Lo studio fa parte del progetto Horizon Europe Carina e prende in esame due semi oleosi, carinata e camelina, che dimostrano un alto potenziale di applicazione in diversi settori della bioeconomia, delle bioplastiche e la biochimica, ai biocarburanti, alla produzione di biostimolanti e biopesticidi. L’obiettivo è ottenere la quantità di carinata e camelina necessarie alle applicazioni della bioeconomia senza seguire il modello dell’agricoltura industriale ma puntando a una produzione che sia sostenibile. Con la collaborazione di 19 partner tra cui centri di ricerca, imprese e università che coinvolgono i paesi di Italia, Francia, Spagna, Germania, Grecia, Slovacchia, Bulgaria, Polonia, Regno Unito, Serbia, Tunisia, Marocco, Svizzera, l’Università di Bologna sta sviluppando soluzioni tecniche per nuovi sistemi di produzione basati sui principi dell’economia circolare.
Colture non alimentari e sostebibili per produrre biomasse
La richiesta di biomasse è in aumento in tutto il mondo ed è necessario che le colture destinate a questo scopo siano prodotte in sinergia con gli ecosistemi e nel rispetto della biodiversità. Le sfide globali di questi anni e il cambiamento climatico spingono la ricerca scientifica e biotecnologica a soluzioni innovative ma non sempre queste si sono rivelate efficaci. Nel 2015 una direttiva europea ha inserito nella valutazione dei biocarburanti il parametro Iluc (Indirect land use change) per misurare le conseguenze indirette della produzione delle colture e stabilire se siano sostenibili in tutto il loro ciclo di produzione (il consumo di suolo, l’impatto sugli ecosistemi, le ricadute sociali ed economiche) e non solo come prodotto finale. Un esempio di conseguenza indiretta e negativa di alcuni biocarburanti oggi realizzati è il fatto di destinare alla loro produzione colture ad uso alimentare come ad esempio il mais o la soia.
Questo ha suscitato interrogativi circa la reale sostenibilità di tale alternativa al combustibile fossile, a motivo della crisi alimentare e dell’aumento della popolazione globale.

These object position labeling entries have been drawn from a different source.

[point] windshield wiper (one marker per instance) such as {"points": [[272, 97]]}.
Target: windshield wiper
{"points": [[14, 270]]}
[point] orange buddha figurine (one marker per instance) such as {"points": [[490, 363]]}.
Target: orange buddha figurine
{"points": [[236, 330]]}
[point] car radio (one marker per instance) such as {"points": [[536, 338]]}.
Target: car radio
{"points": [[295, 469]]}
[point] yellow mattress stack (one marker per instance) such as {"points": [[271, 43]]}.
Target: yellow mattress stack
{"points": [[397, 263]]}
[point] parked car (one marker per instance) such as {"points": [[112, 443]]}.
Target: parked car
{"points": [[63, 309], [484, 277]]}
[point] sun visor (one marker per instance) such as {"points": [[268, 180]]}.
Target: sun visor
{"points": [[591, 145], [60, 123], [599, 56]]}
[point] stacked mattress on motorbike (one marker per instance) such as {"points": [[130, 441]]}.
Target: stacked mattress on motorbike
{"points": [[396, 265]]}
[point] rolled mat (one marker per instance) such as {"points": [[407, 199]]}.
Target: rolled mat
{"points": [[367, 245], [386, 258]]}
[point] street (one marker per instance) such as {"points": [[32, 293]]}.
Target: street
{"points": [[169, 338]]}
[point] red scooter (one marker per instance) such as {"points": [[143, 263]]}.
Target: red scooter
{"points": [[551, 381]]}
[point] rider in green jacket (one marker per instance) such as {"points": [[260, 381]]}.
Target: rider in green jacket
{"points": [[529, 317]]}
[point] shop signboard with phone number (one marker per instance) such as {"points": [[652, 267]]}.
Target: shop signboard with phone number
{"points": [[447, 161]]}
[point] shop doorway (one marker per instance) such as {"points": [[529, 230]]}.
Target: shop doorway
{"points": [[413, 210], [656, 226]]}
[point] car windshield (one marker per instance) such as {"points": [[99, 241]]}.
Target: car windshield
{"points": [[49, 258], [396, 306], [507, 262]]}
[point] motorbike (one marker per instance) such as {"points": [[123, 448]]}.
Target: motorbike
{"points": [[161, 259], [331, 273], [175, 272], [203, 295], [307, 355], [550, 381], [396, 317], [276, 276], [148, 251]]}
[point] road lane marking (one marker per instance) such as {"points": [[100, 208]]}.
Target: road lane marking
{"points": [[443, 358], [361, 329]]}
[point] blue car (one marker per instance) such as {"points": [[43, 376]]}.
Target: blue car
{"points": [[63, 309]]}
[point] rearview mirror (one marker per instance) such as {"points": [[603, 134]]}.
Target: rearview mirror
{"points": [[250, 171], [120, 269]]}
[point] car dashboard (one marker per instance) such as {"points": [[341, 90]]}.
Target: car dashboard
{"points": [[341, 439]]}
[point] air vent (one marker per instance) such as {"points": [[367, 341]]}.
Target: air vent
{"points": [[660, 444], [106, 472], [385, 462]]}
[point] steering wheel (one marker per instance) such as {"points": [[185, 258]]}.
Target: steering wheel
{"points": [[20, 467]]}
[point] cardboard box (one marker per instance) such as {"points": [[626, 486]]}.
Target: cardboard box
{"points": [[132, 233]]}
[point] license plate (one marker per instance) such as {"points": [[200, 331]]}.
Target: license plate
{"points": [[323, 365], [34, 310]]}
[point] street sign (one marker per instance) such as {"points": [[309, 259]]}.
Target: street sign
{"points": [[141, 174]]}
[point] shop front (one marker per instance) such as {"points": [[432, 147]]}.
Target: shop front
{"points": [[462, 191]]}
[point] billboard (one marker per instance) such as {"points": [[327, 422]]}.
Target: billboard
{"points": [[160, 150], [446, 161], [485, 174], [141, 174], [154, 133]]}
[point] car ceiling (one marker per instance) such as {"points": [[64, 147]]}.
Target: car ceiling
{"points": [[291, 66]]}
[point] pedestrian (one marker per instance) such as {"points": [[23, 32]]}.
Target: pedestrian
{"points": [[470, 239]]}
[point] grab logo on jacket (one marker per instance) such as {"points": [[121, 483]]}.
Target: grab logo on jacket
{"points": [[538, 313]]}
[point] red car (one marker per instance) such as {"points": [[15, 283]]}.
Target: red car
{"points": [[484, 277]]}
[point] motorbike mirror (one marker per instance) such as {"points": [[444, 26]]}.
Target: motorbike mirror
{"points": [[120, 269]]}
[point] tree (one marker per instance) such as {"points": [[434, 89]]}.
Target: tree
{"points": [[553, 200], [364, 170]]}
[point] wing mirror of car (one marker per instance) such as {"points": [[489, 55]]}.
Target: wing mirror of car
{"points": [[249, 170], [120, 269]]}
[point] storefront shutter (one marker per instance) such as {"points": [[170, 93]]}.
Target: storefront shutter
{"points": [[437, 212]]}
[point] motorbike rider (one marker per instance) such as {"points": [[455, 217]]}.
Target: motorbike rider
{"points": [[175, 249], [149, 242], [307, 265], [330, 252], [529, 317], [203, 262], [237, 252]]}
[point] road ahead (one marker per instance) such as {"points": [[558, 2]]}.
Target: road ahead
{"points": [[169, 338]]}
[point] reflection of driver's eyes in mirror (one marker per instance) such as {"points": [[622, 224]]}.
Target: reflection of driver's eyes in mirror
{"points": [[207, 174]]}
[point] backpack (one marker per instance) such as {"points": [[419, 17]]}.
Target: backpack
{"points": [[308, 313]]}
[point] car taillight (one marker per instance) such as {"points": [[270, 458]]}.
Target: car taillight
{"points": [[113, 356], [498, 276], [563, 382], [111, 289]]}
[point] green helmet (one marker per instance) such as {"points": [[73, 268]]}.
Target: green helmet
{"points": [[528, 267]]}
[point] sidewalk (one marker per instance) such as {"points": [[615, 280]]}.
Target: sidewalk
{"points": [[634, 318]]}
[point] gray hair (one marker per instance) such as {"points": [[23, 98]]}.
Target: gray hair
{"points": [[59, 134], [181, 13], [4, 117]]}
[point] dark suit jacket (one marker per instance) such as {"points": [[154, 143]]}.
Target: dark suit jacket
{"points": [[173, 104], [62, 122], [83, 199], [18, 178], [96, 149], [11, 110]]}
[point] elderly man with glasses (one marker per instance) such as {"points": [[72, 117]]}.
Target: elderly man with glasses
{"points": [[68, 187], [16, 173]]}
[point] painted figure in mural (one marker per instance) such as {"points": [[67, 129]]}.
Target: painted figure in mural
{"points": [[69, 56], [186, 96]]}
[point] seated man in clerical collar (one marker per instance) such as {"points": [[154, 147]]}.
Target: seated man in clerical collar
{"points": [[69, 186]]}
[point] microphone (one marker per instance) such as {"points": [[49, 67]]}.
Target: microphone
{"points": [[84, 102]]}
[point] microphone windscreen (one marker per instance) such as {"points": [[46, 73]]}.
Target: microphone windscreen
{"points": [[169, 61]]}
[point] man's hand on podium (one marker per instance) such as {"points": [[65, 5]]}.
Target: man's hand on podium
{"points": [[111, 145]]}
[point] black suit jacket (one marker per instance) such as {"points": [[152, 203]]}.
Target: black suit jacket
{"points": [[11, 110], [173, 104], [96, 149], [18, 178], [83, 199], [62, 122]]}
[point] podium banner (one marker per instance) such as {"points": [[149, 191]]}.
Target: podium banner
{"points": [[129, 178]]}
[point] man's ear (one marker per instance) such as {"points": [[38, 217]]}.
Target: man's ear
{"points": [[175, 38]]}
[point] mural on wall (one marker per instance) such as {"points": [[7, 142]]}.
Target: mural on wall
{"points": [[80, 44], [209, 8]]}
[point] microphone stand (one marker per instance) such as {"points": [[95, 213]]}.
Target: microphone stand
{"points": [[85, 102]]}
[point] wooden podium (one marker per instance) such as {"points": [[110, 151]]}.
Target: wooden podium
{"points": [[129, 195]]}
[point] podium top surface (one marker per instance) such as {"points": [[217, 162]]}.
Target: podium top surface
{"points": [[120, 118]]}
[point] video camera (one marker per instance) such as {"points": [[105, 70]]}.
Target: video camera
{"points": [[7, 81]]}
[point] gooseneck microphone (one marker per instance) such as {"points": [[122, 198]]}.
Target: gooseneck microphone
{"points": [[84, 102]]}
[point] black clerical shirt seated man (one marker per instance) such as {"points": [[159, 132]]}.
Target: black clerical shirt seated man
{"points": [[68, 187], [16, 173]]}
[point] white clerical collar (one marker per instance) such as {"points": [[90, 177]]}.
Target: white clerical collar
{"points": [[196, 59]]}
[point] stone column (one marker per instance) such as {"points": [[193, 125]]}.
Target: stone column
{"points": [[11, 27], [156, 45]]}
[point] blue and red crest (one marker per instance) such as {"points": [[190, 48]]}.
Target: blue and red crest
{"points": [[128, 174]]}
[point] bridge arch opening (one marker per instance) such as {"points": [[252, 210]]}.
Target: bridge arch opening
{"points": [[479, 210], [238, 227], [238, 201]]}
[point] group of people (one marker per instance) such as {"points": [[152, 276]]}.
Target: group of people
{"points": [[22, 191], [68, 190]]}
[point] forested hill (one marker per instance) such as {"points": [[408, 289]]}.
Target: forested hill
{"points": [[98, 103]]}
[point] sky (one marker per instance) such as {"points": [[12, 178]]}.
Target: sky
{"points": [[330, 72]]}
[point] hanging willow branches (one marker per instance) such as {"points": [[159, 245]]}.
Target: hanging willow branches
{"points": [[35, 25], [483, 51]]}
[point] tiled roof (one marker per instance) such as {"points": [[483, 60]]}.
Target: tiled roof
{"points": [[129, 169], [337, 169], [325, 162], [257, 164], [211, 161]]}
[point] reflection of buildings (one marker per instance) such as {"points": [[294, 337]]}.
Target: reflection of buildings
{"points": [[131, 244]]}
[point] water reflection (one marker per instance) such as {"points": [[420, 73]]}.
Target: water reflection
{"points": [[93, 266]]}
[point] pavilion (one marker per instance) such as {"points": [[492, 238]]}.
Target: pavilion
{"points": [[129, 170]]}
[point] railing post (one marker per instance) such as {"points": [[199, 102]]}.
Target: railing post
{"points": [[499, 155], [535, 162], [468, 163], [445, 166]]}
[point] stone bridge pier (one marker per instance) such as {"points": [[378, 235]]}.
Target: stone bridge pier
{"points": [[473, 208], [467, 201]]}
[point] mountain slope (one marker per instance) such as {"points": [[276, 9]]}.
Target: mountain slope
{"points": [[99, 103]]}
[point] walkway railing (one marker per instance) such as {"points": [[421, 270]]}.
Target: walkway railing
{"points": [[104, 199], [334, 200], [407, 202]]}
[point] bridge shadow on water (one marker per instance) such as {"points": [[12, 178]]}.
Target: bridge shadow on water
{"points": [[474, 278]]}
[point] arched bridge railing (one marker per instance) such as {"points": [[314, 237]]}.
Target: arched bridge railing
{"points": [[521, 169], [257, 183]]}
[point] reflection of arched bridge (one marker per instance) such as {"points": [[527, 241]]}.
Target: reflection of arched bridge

L’Unione europea ha recentemente deciso di escludere le materie prime alimentari dalla realizzazione di biocarburanti. Il progetto Carina sta sviluppando soluzioni che possano rientrare pienamente nei parametri europei di energia rinnovabile e lo fa attraverso lo studio di due colture non alimentari, che possono essere coltivate ai margini delle colture tradizionali senza consumare nuovo suolo, durante i mesi di riposo del terreno, con effetti positivi sulla biodiversità. Come sottolinea il coordinatore del progetto il professor Andrea Monti “i sistemi agricoli a cui stiamo lavorando rientrano nella categoria dei biocarburanti avanzati e dunque a zero rischio Iluc”.
Il progetto Carina
Il progetto Carina prevede il coinvolgimento di molti professionisti e di molte imprese per co-creare soluzioni mettendo in campo l’esperienza di ciascuno. Sono aziende che si occupano di carburanti, di moda o del settore farmaceutico e cosmetico e che hanno l’esigenza di trovare materie alternative che ben si adattino alle loro produzioni specifiche ma cercano risposte sostenibili anche dal punto di vista economico, che non siano quindi troppo esposte alla variabili del mercato globale. L’alta partecipazione di piccoli agricoltori del bacino del Mediterraneo rientra tra le finalità sociali del progetto. Sono previsti laboratori in campo e seminari di “co-definizione delle sfide” per ricercare le modalità più efficaci di adattare queste colture ai vari contesti locali. Carina mira alla definizione di proposte di carattere politico che possano massimizzare le risorse economiche, sociali ed ambientali interconnesse nella fornitura di queste nuove materie prime. Se il nuovo modello agricolo funzionerà, potrà essere replicato per altre produzioni.